The settlement includes direct restitution for consumers and injunctive terms to prevent future misconduct. The settlement resolves multistate investigations into Intuit's conduct.

“For more than a decade, Intuit used underhanded tricks and deceptive tactics to steer low-income and military taxpayers into paid products despite knowing that they qualified for free help,” said Bonta.Today’s settlement is a critical step toward accountability, providing direct restitution for millions of taxpayers and preventing Intuit from lying and misleading their customers in the future.”

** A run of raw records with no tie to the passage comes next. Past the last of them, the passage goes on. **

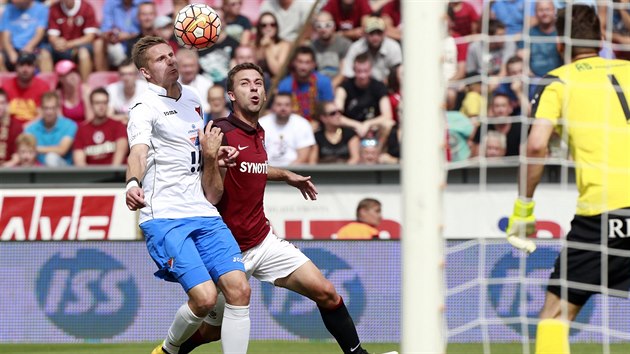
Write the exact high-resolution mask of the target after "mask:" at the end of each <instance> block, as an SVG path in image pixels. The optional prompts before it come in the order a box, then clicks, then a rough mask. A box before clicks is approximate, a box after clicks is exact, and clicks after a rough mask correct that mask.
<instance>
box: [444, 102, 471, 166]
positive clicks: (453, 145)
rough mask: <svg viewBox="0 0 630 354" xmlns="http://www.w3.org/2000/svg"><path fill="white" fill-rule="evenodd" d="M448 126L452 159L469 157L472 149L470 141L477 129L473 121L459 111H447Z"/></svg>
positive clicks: (461, 159)
mask: <svg viewBox="0 0 630 354" xmlns="http://www.w3.org/2000/svg"><path fill="white" fill-rule="evenodd" d="M446 127H447V129H448V149H449V152H450V156H451V159H450V161H451V162H457V161H463V160H466V159H467V158H469V157H470V152H471V151H470V146H469V145H468V141H469V140H470V139H471V138H472V134H473V132H474V131H475V126H474V125H473V123H472V121H471V120H470V119H469V118H468V117H467V116H466V115H464V114H463V113H461V112H459V111H447V112H446Z"/></svg>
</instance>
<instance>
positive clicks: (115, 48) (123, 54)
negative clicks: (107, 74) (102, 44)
mask: <svg viewBox="0 0 630 354" xmlns="http://www.w3.org/2000/svg"><path fill="white" fill-rule="evenodd" d="M141 1H144V0H105V4H104V5H103V21H102V23H101V33H100V40H102V42H103V44H104V45H105V49H104V50H103V53H104V54H106V57H105V58H102V59H101V60H107V63H108V64H109V65H108V66H109V67H114V68H118V66H119V65H120V64H122V62H123V61H124V60H125V59H127V58H128V56H127V53H128V51H129V50H130V49H129V48H128V47H127V45H128V41H129V40H131V39H133V38H135V37H137V36H138V34H139V33H140V23H139V22H138V6H139V4H140V2H141ZM109 67H108V68H107V69H109Z"/></svg>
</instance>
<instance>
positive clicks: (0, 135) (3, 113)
mask: <svg viewBox="0 0 630 354" xmlns="http://www.w3.org/2000/svg"><path fill="white" fill-rule="evenodd" d="M10 128H11V117H10V116H9V97H8V96H7V93H6V91H4V90H3V89H1V88H0V164H2V163H4V162H5V161H7V160H10V159H11V155H10V151H9V145H11V146H13V145H14V144H13V143H11V144H9V132H10Z"/></svg>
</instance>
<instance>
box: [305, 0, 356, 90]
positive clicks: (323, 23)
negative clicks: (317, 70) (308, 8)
mask: <svg viewBox="0 0 630 354" xmlns="http://www.w3.org/2000/svg"><path fill="white" fill-rule="evenodd" d="M313 29H314V30H315V33H316V34H317V38H315V39H314V40H313V41H312V42H311V47H312V48H313V50H314V51H315V56H316V58H317V68H318V70H319V72H321V73H322V74H324V75H326V76H328V77H329V78H330V79H331V80H332V85H333V88H335V87H337V86H339V84H341V82H342V81H343V75H342V74H341V68H342V67H343V61H344V58H345V57H346V53H348V48H350V45H351V44H352V42H351V41H350V40H349V39H348V38H346V37H344V36H342V35H340V34H338V33H337V32H335V21H334V20H333V18H332V15H331V14H330V13H328V12H326V11H322V12H320V13H319V14H318V15H317V16H316V17H315V21H313Z"/></svg>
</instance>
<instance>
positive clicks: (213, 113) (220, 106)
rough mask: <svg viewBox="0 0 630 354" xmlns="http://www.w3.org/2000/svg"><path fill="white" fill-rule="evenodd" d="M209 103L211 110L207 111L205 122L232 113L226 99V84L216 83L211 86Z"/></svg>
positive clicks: (208, 93)
mask: <svg viewBox="0 0 630 354" xmlns="http://www.w3.org/2000/svg"><path fill="white" fill-rule="evenodd" d="M208 105H209V106H210V111H207V113H206V116H205V123H208V122H209V121H211V120H213V119H217V118H223V117H227V116H228V115H230V110H229V109H228V108H227V102H226V101H225V86H223V85H214V86H212V87H210V89H209V90H208Z"/></svg>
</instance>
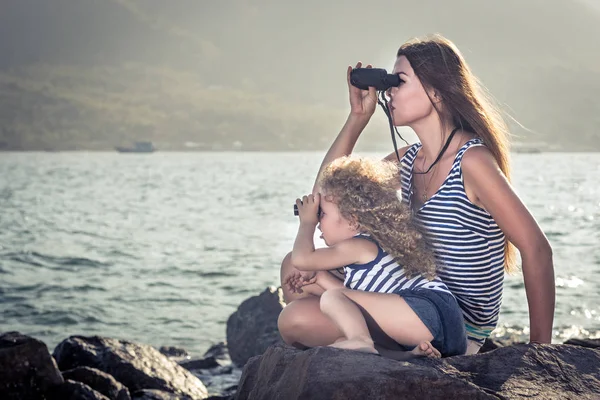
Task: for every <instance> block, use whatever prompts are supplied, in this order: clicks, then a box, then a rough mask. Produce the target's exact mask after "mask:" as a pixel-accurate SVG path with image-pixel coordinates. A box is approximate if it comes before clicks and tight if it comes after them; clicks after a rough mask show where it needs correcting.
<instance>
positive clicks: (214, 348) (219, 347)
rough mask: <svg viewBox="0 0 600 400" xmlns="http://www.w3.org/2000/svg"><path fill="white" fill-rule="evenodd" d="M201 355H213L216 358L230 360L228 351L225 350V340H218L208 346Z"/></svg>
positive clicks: (216, 359)
mask: <svg viewBox="0 0 600 400" xmlns="http://www.w3.org/2000/svg"><path fill="white" fill-rule="evenodd" d="M203 357H205V358H206V357H214V358H215V359H216V360H221V361H225V362H231V358H230V357H229V351H228V350H227V343H225V342H219V343H217V344H213V345H212V346H210V348H209V349H208V350H206V353H204V356H203Z"/></svg>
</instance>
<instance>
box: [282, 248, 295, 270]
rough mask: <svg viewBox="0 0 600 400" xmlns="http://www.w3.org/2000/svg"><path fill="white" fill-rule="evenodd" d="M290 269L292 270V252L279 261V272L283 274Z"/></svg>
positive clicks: (289, 252) (293, 266) (292, 267)
mask: <svg viewBox="0 0 600 400" xmlns="http://www.w3.org/2000/svg"><path fill="white" fill-rule="evenodd" d="M292 268H294V265H293V264H292V252H291V251H290V252H289V253H287V254H286V255H285V257H283V260H282V261H281V270H280V271H281V272H282V273H283V272H286V271H289V270H290V269H292Z"/></svg>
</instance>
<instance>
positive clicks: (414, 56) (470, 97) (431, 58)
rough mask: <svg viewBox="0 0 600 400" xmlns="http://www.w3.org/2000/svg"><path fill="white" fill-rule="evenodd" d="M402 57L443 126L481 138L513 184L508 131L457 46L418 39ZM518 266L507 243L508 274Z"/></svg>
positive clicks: (496, 109)
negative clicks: (510, 169) (438, 115)
mask: <svg viewBox="0 0 600 400" xmlns="http://www.w3.org/2000/svg"><path fill="white" fill-rule="evenodd" d="M400 56H405V57H406V58H407V59H408V61H409V62H410V65H411V66H412V68H413V70H414V71H415V75H417V77H418V78H419V80H420V81H421V83H422V84H423V87H424V88H425V89H429V90H433V91H434V92H435V93H436V95H437V96H438V97H440V98H441V100H442V101H441V104H442V106H441V107H440V106H439V105H438V103H436V102H434V101H432V104H433V106H434V107H435V109H436V110H437V111H438V114H439V115H440V116H441V119H442V124H444V123H445V122H446V121H450V122H451V123H452V124H453V125H454V126H456V127H461V128H462V129H463V130H466V131H469V132H471V133H473V134H475V135H476V136H478V137H480V138H481V139H482V140H483V142H484V143H485V145H486V147H487V148H488V149H489V150H490V151H491V152H492V155H493V156H494V158H495V159H496V162H497V163H498V166H499V167H500V170H501V171H502V172H503V173H504V175H505V176H506V178H507V179H508V181H509V182H510V161H509V152H510V146H509V140H508V138H509V132H508V127H507V126H506V123H505V122H504V120H503V118H502V116H501V113H500V111H499V109H498V107H496V106H495V104H494V102H493V100H492V97H491V96H490V95H489V93H487V91H486V90H485V88H484V87H483V85H481V84H480V82H479V81H478V79H477V78H476V77H475V75H473V73H472V72H471V70H470V68H469V66H468V65H467V63H466V61H465V60H464V58H463V56H462V54H461V53H460V51H459V50H458V48H457V47H456V46H455V45H454V43H452V42H451V41H450V40H448V39H446V38H445V37H443V36H441V35H438V34H436V35H432V36H427V37H425V38H417V39H413V40H410V41H408V42H406V43H405V44H403V45H402V46H401V47H400V49H399V50H398V54H397V57H400ZM428 96H429V94H428ZM515 265H516V254H515V248H514V246H513V245H512V244H511V243H510V242H509V241H508V240H506V243H505V256H504V267H505V270H506V271H508V272H511V271H513V270H514V267H515Z"/></svg>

TurboTax is the largest e-file tax preparer in the United States, with about 40 million taxpayers using TurboTax’s online product each year. From 2007 to 2021, Intuit offered two competing “free” products through TurboTax – one coming from a public-private partnership with the IRS and the other a commercial product – creating widespread confusion that Intuit profited from. 

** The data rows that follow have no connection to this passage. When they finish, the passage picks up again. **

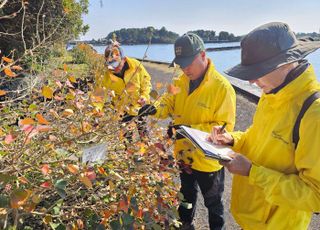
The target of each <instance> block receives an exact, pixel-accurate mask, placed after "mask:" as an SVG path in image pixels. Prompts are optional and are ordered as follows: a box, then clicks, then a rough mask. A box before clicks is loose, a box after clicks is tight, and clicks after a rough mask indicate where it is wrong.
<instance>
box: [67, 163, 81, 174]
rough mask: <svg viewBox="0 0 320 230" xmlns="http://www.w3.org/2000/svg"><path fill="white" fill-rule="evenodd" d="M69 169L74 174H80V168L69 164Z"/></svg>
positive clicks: (72, 173)
mask: <svg viewBox="0 0 320 230" xmlns="http://www.w3.org/2000/svg"><path fill="white" fill-rule="evenodd" d="M67 167H68V170H69V171H70V172H71V173H72V174H77V173H78V172H79V167H78V166H77V165H73V164H68V166H67Z"/></svg>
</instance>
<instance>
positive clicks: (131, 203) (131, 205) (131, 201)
mask: <svg viewBox="0 0 320 230" xmlns="http://www.w3.org/2000/svg"><path fill="white" fill-rule="evenodd" d="M130 206H131V207H132V209H134V210H136V211H137V210H138V209H139V207H138V203H137V199H136V198H135V197H131V199H130Z"/></svg>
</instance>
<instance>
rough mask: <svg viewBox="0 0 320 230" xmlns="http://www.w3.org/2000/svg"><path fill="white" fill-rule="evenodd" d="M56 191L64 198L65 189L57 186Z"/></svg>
mask: <svg viewBox="0 0 320 230" xmlns="http://www.w3.org/2000/svg"><path fill="white" fill-rule="evenodd" d="M57 193H58V194H59V196H60V197H61V198H62V199H64V198H66V196H67V193H66V191H65V190H63V189H59V188H57Z"/></svg>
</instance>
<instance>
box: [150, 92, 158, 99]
mask: <svg viewBox="0 0 320 230" xmlns="http://www.w3.org/2000/svg"><path fill="white" fill-rule="evenodd" d="M150 97H152V98H153V99H155V100H156V99H157V98H158V97H159V93H158V92H157V91H156V90H154V89H153V90H151V92H150Z"/></svg>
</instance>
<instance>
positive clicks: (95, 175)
mask: <svg viewBox="0 0 320 230" xmlns="http://www.w3.org/2000/svg"><path fill="white" fill-rule="evenodd" d="M84 175H85V176H86V177H88V178H89V180H91V181H93V180H95V179H96V177H97V175H96V173H95V172H94V171H87V172H85V174H84Z"/></svg>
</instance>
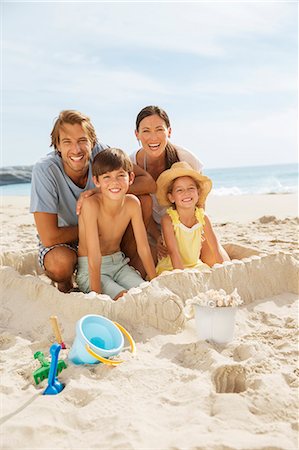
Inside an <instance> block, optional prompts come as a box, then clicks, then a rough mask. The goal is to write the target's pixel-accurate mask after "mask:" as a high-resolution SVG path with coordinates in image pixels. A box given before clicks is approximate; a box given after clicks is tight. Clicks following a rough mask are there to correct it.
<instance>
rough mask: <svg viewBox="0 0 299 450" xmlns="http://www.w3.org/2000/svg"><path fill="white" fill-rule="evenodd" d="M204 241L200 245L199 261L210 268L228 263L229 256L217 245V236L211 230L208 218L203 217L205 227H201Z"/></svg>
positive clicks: (211, 228) (219, 246)
mask: <svg viewBox="0 0 299 450" xmlns="http://www.w3.org/2000/svg"><path fill="white" fill-rule="evenodd" d="M203 230H204V237H205V240H204V241H203V243H202V249H201V254H200V259H201V260H202V262H204V263H206V264H208V265H209V266H210V267H212V266H213V265H214V264H216V263H220V264H221V263H223V261H229V259H230V258H229V256H228V254H227V253H226V251H225V250H224V248H222V247H221V245H220V244H219V241H218V239H217V236H216V234H215V232H214V230H213V227H212V224H211V222H210V219H209V218H208V216H206V215H205V225H204V227H203Z"/></svg>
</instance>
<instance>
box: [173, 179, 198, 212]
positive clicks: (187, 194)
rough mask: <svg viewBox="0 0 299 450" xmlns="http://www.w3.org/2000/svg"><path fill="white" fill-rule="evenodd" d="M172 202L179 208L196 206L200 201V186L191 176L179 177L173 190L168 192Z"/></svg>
mask: <svg viewBox="0 0 299 450" xmlns="http://www.w3.org/2000/svg"><path fill="white" fill-rule="evenodd" d="M168 198H169V200H170V201H171V203H175V205H176V207H177V208H178V207H179V208H192V210H193V209H194V208H195V206H196V204H197V202H198V198H199V195H198V187H197V185H196V183H195V181H194V180H193V178H191V177H179V178H177V179H176V180H175V182H174V183H173V187H172V191H171V193H170V194H168Z"/></svg>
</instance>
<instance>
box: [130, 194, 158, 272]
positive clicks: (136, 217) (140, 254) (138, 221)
mask: <svg viewBox="0 0 299 450" xmlns="http://www.w3.org/2000/svg"><path fill="white" fill-rule="evenodd" d="M128 200H129V206H128V207H129V208H130V212H131V222H132V228H133V233H134V237H135V240H136V245H137V252H138V255H139V256H140V259H141V262H142V264H143V267H144V269H145V271H146V273H147V275H148V278H149V279H150V280H152V279H153V278H155V277H156V268H155V264H154V260H153V257H152V253H151V250H150V246H149V243H148V239H147V234H146V229H145V226H144V222H143V219H142V211H141V206H140V202H139V200H138V199H137V198H134V197H130V198H129V199H128Z"/></svg>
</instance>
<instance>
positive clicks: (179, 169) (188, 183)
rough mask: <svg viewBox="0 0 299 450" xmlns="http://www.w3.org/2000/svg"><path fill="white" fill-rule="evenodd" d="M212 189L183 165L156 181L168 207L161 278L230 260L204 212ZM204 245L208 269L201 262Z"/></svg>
mask: <svg viewBox="0 0 299 450" xmlns="http://www.w3.org/2000/svg"><path fill="white" fill-rule="evenodd" d="M211 189H212V182H211V180H210V179H209V178H208V177H206V176H204V175H202V174H201V173H200V172H198V171H196V170H194V169H192V167H191V166H190V165H189V164H188V163H187V162H184V161H181V162H176V163H174V164H173V165H172V166H171V168H170V169H168V170H165V171H164V172H163V173H162V174H161V175H160V176H159V178H158V179H157V194H156V195H157V199H158V202H159V204H160V205H161V206H168V209H167V211H166V214H165V215H164V216H163V217H162V220H161V226H162V234H163V238H164V241H165V244H166V247H167V249H168V256H164V257H163V258H162V259H160V260H159V262H158V264H157V267H156V270H157V274H158V275H159V274H160V273H162V272H163V271H164V270H173V269H186V268H196V269H199V270H202V269H204V268H207V267H209V266H213V265H214V264H215V263H222V262H223V261H225V260H229V256H228V255H227V253H226V252H225V250H224V249H223V248H222V247H221V246H220V244H219V243H218V240H217V237H216V235H215V233H214V230H213V227H212V225H211V222H210V220H209V218H208V217H207V216H206V215H205V212H204V209H203V206H204V204H205V200H206V197H207V195H208V193H209V192H210V190H211ZM169 206H170V207H169ZM203 242H205V247H206V260H205V261H206V262H208V264H209V266H208V265H207V264H205V263H204V262H202V261H201V259H200V257H201V250H202V243H203Z"/></svg>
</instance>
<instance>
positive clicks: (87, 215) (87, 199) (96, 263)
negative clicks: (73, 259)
mask: <svg viewBox="0 0 299 450" xmlns="http://www.w3.org/2000/svg"><path fill="white" fill-rule="evenodd" d="M97 214H98V204H97V201H95V200H94V199H93V198H90V199H86V200H85V202H84V204H83V206H82V211H81V215H80V218H79V227H80V221H81V220H82V222H83V225H84V233H82V234H80V239H81V238H83V240H84V241H85V242H83V247H84V248H86V249H87V257H88V273H89V287H90V290H91V291H94V292H97V293H98V294H100V293H101V262H102V255H101V248H100V240H99V230H98V222H97Z"/></svg>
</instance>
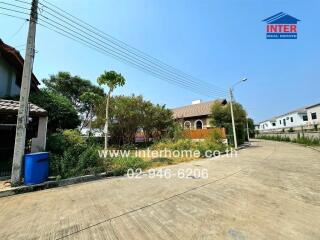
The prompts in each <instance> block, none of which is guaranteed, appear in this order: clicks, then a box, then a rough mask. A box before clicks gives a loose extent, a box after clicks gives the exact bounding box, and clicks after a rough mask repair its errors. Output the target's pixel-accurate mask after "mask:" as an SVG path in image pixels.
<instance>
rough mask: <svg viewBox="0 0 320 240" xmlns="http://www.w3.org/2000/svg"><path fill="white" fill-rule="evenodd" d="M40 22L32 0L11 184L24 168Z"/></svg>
mask: <svg viewBox="0 0 320 240" xmlns="http://www.w3.org/2000/svg"><path fill="white" fill-rule="evenodd" d="M37 20H38V0H32V6H31V13H30V20H29V31H28V38H27V49H26V55H25V59H24V65H23V72H22V80H21V89H20V100H19V110H18V117H17V127H16V138H15V143H14V155H13V162H12V172H11V184H12V185H13V186H15V185H18V184H19V183H20V181H21V172H22V166H23V164H22V163H23V157H24V149H25V142H26V125H27V118H28V117H29V114H28V111H29V109H28V100H29V93H30V84H31V75H32V68H33V60H34V53H35V38H36V25H37Z"/></svg>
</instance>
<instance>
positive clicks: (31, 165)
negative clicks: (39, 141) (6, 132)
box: [24, 152, 49, 185]
mask: <svg viewBox="0 0 320 240" xmlns="http://www.w3.org/2000/svg"><path fill="white" fill-rule="evenodd" d="M48 156H49V154H48V153H47V152H38V153H30V154H26V155H25V156H24V184H26V185H30V184H37V183H42V182H45V181H46V180H47V179H48V173H49V162H48Z"/></svg>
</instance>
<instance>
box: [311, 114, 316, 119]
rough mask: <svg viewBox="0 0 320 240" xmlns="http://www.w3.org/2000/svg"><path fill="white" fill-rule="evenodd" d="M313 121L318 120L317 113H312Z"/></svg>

In 2002, Intuit agreed to provide low-income Americans and active-duty servicemembers the option to file their taxes for free. In exchange, IRS agreed not to enter the tax-preparation and e-filing market.

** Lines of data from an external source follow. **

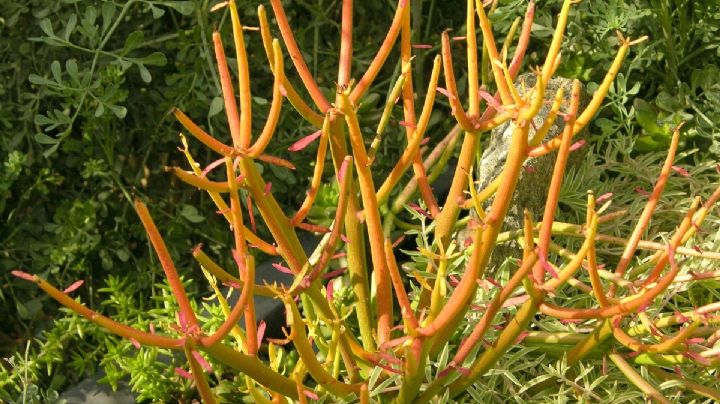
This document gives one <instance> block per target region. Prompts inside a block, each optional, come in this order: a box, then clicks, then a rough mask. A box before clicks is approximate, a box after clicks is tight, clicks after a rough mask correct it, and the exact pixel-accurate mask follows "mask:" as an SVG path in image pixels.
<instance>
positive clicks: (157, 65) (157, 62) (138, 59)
mask: <svg viewBox="0 0 720 404" xmlns="http://www.w3.org/2000/svg"><path fill="white" fill-rule="evenodd" d="M138 63H142V64H144V65H148V66H165V65H166V64H167V58H166V57H165V54H163V53H162V52H153V53H151V54H149V55H147V56H145V57H142V58H140V59H138Z"/></svg>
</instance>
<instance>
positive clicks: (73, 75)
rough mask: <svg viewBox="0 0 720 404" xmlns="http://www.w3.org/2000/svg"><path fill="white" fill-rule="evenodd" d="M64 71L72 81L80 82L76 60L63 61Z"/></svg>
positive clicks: (79, 77)
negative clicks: (71, 78) (72, 80)
mask: <svg viewBox="0 0 720 404" xmlns="http://www.w3.org/2000/svg"><path fill="white" fill-rule="evenodd" d="M65 70H67V72H68V75H69V76H70V78H72V79H73V80H75V81H77V82H80V75H79V74H78V68H77V60H75V59H68V60H66V61H65Z"/></svg>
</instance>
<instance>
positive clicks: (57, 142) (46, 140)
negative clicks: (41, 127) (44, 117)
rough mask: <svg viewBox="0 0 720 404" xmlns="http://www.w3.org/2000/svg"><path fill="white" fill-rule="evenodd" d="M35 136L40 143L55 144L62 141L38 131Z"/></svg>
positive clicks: (35, 138) (36, 141)
mask: <svg viewBox="0 0 720 404" xmlns="http://www.w3.org/2000/svg"><path fill="white" fill-rule="evenodd" d="M34 138H35V141H36V142H38V143H40V144H47V145H54V144H57V143H59V142H60V140H58V139H55V138H54V137H50V136H48V135H46V134H44V133H36V134H35V136H34Z"/></svg>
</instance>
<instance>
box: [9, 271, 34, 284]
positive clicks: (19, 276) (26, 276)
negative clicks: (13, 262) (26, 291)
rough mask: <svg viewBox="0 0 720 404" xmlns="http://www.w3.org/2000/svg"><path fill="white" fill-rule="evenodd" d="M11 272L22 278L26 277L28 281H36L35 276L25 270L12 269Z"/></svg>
mask: <svg viewBox="0 0 720 404" xmlns="http://www.w3.org/2000/svg"><path fill="white" fill-rule="evenodd" d="M10 273H11V274H12V275H13V276H15V277H17V278H20V279H25V280H26V281H30V282H35V276H33V275H32V274H29V273H27V272H24V271H10Z"/></svg>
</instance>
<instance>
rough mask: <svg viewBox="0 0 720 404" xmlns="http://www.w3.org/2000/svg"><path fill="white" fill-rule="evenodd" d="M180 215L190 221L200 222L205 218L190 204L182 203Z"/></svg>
mask: <svg viewBox="0 0 720 404" xmlns="http://www.w3.org/2000/svg"><path fill="white" fill-rule="evenodd" d="M180 215H181V216H182V217H184V218H185V219H186V220H187V221H188V222H190V223H201V222H203V221H204V220H205V218H204V217H203V216H202V215H201V214H200V213H199V212H198V210H197V208H195V207H194V206H192V205H184V206H183V207H182V209H181V210H180Z"/></svg>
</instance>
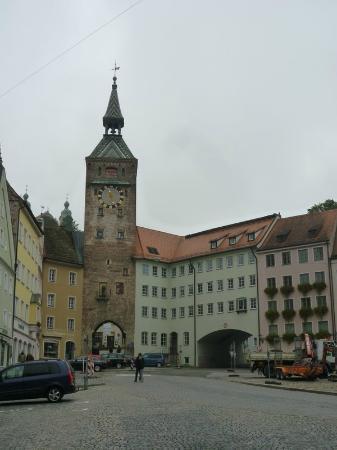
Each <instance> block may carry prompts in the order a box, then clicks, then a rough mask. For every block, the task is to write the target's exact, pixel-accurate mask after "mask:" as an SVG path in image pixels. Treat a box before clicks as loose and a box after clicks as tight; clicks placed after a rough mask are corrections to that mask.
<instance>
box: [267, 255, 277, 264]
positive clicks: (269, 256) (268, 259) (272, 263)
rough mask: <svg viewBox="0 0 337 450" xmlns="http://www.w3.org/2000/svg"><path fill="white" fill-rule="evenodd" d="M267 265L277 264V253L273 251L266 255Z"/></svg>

Intuit’s “Freedom Edition,” also called the IRS Free File Program, allowed anyone to use the product to prepare and file their taxes for free who:

  • Had an adjusted gross income or AGI of $36,000 or less.
  • Was eligible for the Earned Income Tax Credit.
  • Was on active military duty and had an AGI of $69,000 or less. 

In 2007, Intuit launched its own “free” commercial product – also named “Free Edition.” This product is free, however, only for “simple returns,” which Intuit defines as having no schedules, forms, or other “complications,” no matter how common.

The states said a large portion of taxpayers who begin the filing process using the Free Edition are informed later in the process, after spending hours filling out their information, that they need to pay $59.99, and in some cases more than $200, because their returns aren’t considered “simple,” regardless of their income.

An investigation of these products found that Intuit steered users away from its IRS Free File product and towards its “free” commercial product using deceptive techniques and “dark patterns.” For example, taxpayers who began with Intuit’s “free” commercial product but provided TurboTax with sufficient information to establish their eligibility for the company’s IRS Free File product, weren’t notified that they were eligible for a product that was actually free.

Instead, TurboTax falsely informed these users that they needed to upgrade for fees starting at $59.99 to “accurately complete [their] taxes.”

In addition, up until Intuit stopped participation in the IRS Free File Program in 2021, TurboTax’s “Products and Pricing” page didn’t list the IRS Free File product as an option. The only way to access the product was through a convoluted and unintuitive path that started with TurboTax’s support database or certain posts on TurboTax’s blog, investigations showed.

The settlement:

  • Bars Intuit from lying to taxpayers about the necessity of upgrading from its free product.
  • Requires Intuit to “clearly and conspicuously” disclose in advertisements any limits on its free product.
  • Requires Intuit to disclose to taxpayers at the earliest possible point in using a free product that they won’t qualify for that product.
  • Bars Intuit from requiring users to re-enter data when they upgrade from a free product and then return to the free product. 

“For years, Intuit misled the most vulnerable among us to make a profit,” said New York Attorney General Letitia James. “Today, every state in the nation is holding Intuit accountable for scamming millions of taxpayers, and we’re putting millions of dollars back into the pockets of impacted Americans.”

Consumers are expected to receive a direct payment of about $30 for each year that they were deceived into paying for filing services, James said. They’ll automatically receive notices and checks by mail.

The Federal Trade Commission sued Intuit in March over its ads, saying about two-thirds of tax filers, including gig workers and people with farm income, couldn’t use free TurboTax products.

The FTC said it will continue pursuing its lawsuit against Intuit despite the company’s settlement with attorneys general.